An open-sourced version of the AlphaGo Zero algorithms in Python and Tensorflow. The original AlphaGo Zero by DeepMind was trained with 64 GPU workers and 19 CPU parameter servers. Due to our computing resource constraints, we reduced the go board size to 5x5. This can be modified with the board_dimension parameter, for those interested who have more computing resources. We stick to all the Go rules, except for Komi, which would have given white player an unfair advantage for our smaller go board.
The original AlphaGo Zero paper can be found here Python 3 is required to run the code. We used the Tic Tac Toe game to test our MCTS algorithms and "Counting Stones" to test our residual network. A more detailed explanation on AlphaGo Zero and the clone can be found on my blog post.
Update: please note that this project was built on Tensorflow 1.x. It is not compatible with Tensorflow 2.x.
For our simple AlphaGo Zero agent, we trained it on my local MacBook Pro. We used 300 MCTS simulations for each move during self-play, and we had 2000 self-play games. We terminated the training process after 30 hours, although the loss is still going down, which means the clone is still in the process of improving itself.

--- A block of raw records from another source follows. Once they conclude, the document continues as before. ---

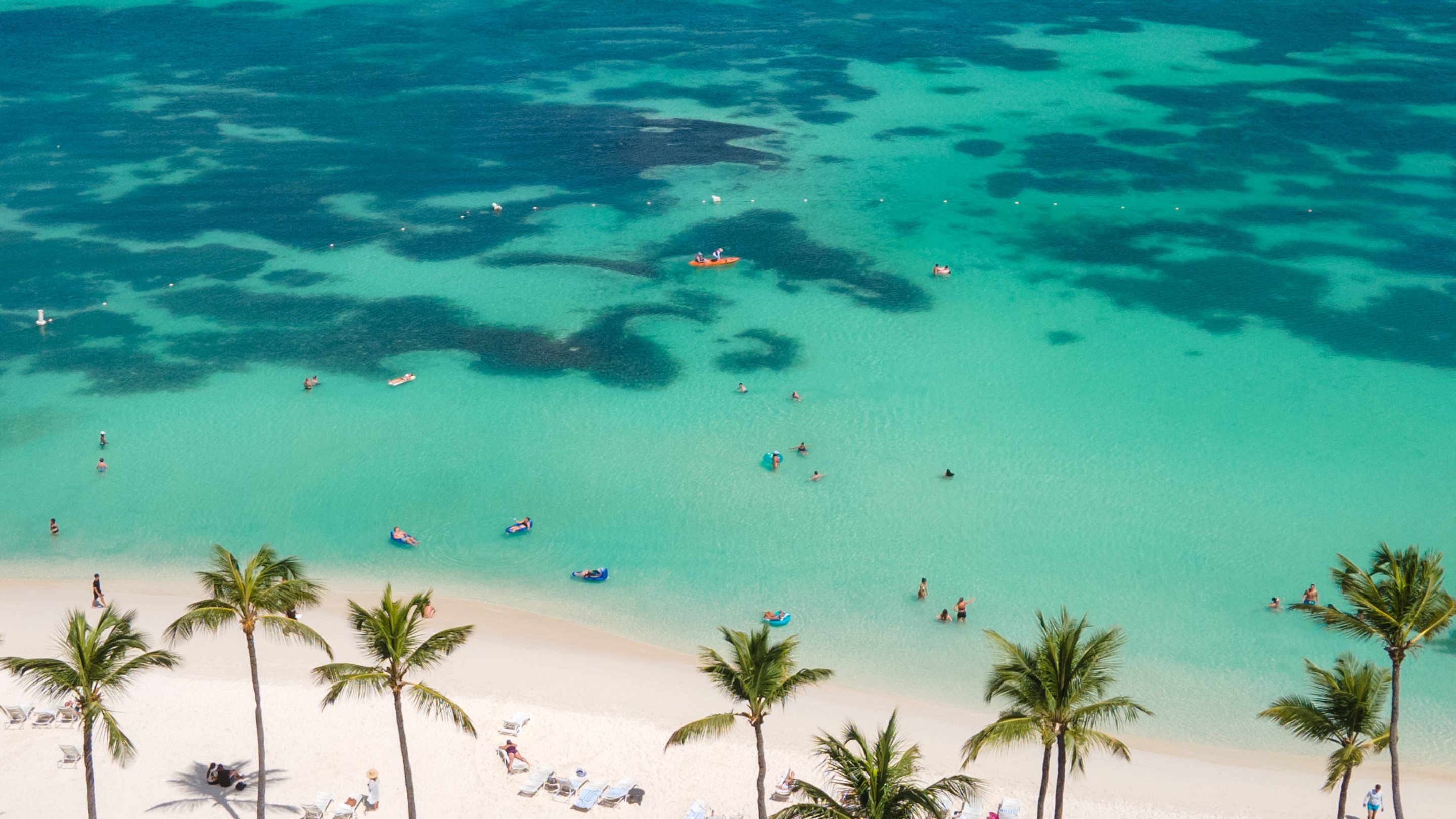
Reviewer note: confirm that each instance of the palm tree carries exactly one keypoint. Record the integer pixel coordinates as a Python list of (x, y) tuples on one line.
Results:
[(877, 782), (391, 636), (1058, 697), (258, 595), (1344, 709), (97, 665), (759, 676), (1398, 601)]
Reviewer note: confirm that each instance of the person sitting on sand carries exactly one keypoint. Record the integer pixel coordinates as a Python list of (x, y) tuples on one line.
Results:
[(512, 754)]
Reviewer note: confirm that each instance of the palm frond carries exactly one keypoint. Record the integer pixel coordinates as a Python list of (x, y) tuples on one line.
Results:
[(436, 704), (712, 726)]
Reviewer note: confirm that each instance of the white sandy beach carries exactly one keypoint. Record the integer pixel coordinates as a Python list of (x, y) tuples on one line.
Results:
[(598, 701)]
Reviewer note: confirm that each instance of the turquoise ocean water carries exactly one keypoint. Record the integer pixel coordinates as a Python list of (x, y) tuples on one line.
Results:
[(1200, 331)]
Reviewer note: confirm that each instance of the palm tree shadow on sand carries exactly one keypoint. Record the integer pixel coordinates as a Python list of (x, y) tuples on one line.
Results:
[(199, 795)]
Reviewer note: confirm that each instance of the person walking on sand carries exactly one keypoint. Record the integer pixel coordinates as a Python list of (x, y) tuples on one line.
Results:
[(1375, 802)]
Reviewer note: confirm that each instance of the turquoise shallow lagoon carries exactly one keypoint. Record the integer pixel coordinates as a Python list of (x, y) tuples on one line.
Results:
[(1199, 337)]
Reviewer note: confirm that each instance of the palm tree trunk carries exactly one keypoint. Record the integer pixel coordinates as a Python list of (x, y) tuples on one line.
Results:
[(258, 723), (1062, 773), (1344, 792), (763, 771), (91, 771), (404, 754), (1395, 737), (1046, 777)]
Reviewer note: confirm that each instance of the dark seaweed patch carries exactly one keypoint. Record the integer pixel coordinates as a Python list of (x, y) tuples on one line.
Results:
[(775, 353), (770, 240)]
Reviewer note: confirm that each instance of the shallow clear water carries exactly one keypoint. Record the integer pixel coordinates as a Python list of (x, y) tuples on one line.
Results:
[(1199, 337)]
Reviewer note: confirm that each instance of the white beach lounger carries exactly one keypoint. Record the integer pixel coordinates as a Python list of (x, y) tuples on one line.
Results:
[(15, 716), (535, 782), (587, 796), (616, 793), (318, 806), (516, 723), (69, 757), (568, 786), (512, 765)]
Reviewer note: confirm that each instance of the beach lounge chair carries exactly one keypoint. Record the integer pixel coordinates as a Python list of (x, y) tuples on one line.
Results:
[(15, 716), (512, 765), (587, 796), (535, 782), (318, 806), (69, 757), (616, 793), (516, 723), (785, 789), (568, 786)]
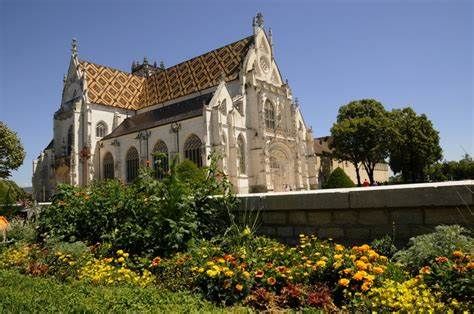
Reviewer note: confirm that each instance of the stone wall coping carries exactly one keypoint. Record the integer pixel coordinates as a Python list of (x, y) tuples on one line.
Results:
[(439, 194)]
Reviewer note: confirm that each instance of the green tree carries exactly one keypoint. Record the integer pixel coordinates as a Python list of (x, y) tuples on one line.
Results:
[(12, 153), (338, 179), (414, 145), (452, 170), (360, 135)]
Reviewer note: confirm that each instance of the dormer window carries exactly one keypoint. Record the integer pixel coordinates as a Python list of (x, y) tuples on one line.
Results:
[(101, 129), (269, 115)]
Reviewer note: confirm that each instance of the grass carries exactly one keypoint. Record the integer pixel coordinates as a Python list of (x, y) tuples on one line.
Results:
[(25, 294)]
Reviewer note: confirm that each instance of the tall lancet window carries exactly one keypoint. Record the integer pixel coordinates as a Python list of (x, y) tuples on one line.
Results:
[(160, 159), (101, 129), (132, 162), (108, 165), (269, 115), (192, 150), (70, 139), (241, 155)]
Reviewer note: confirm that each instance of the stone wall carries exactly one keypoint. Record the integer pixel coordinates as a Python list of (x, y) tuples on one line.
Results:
[(360, 215)]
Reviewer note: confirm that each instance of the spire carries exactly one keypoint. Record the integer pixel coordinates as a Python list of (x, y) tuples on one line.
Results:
[(74, 47)]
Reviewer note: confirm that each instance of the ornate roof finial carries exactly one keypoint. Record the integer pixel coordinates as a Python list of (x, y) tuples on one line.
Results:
[(74, 47), (259, 19)]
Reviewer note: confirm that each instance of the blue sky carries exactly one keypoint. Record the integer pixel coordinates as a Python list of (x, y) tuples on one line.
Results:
[(417, 53)]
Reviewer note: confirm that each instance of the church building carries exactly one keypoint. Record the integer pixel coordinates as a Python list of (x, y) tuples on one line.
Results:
[(232, 100)]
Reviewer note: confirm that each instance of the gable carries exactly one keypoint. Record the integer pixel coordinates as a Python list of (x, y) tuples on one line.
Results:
[(116, 88)]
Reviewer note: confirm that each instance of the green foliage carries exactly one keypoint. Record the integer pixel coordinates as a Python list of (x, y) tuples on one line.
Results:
[(425, 248), (414, 145), (22, 231), (384, 246), (338, 179), (10, 193), (452, 170), (12, 153), (148, 217), (360, 135), (23, 294)]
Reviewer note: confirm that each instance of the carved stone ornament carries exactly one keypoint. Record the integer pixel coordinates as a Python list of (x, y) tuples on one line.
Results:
[(264, 64)]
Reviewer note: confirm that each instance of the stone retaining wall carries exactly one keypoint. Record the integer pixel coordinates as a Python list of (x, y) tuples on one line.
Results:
[(359, 215)]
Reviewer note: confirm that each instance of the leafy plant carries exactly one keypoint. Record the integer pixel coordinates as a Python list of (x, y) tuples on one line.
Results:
[(425, 248), (338, 179)]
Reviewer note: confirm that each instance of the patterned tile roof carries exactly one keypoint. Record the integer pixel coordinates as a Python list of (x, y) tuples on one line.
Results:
[(113, 87)]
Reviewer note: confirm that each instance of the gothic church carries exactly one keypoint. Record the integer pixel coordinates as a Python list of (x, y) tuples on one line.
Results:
[(232, 100)]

We evaluated the final AlphaGo agent by having it play 20 games against a simple MCTS only agent (with a uniform prior). Then we used the raw neural net without MCTS to play against random play for 100 games. The results are summarized in the table.
AlphaGo Zero Simulation Number | MCTS Simulation Number | Games Won By AlphaGo Zero | Games Won By MCTS | Games Tied |
---|---|---|---|---|
300 | 300 | 12 | 3 | 5 |
300 | 500 | 12 | 4 | 4 |
300 | 1000 | 11 | 2 | 7 |
300 | 1500 | 9 | 7 | 4 |
300 | 2000 | 9 | 6 | 5 |
300 | 5000 | 14 | 2 | 4 |
Games Won By Raw Neural Net | Games Won By Random Play | Games Tied |
---|---|---|
60 | 25 | 15 |
- Residual Network
- Self Play and Monte Carlo Tree Search Simulations
- GUI implemented in PyGame
pip install -e .
cd gui
python human_machine_gui.py
A pop up GUI is going to show up. It will look like this. Click start to start playing.
You will be player black who moves first. Click an intersection on the board to place a move.
cd gui
python alphago_zero.py
The models will be stored in the models folder in your local directory. A new model will be stored after each 10 batches of training. To play against your trained classifier, modify the init function of file gui/human_machine_gui.py.
self.alphpago0 = AlphaGoZero(model_path="../models/batch_1920", restored=True)
Currently, this line sets the AlphaGo model to the local model after 1920 batches of training. Change the model path to your desired model trained earlier in you local models/ folder. Then repeat step 3.
cd gui
python go_gui.py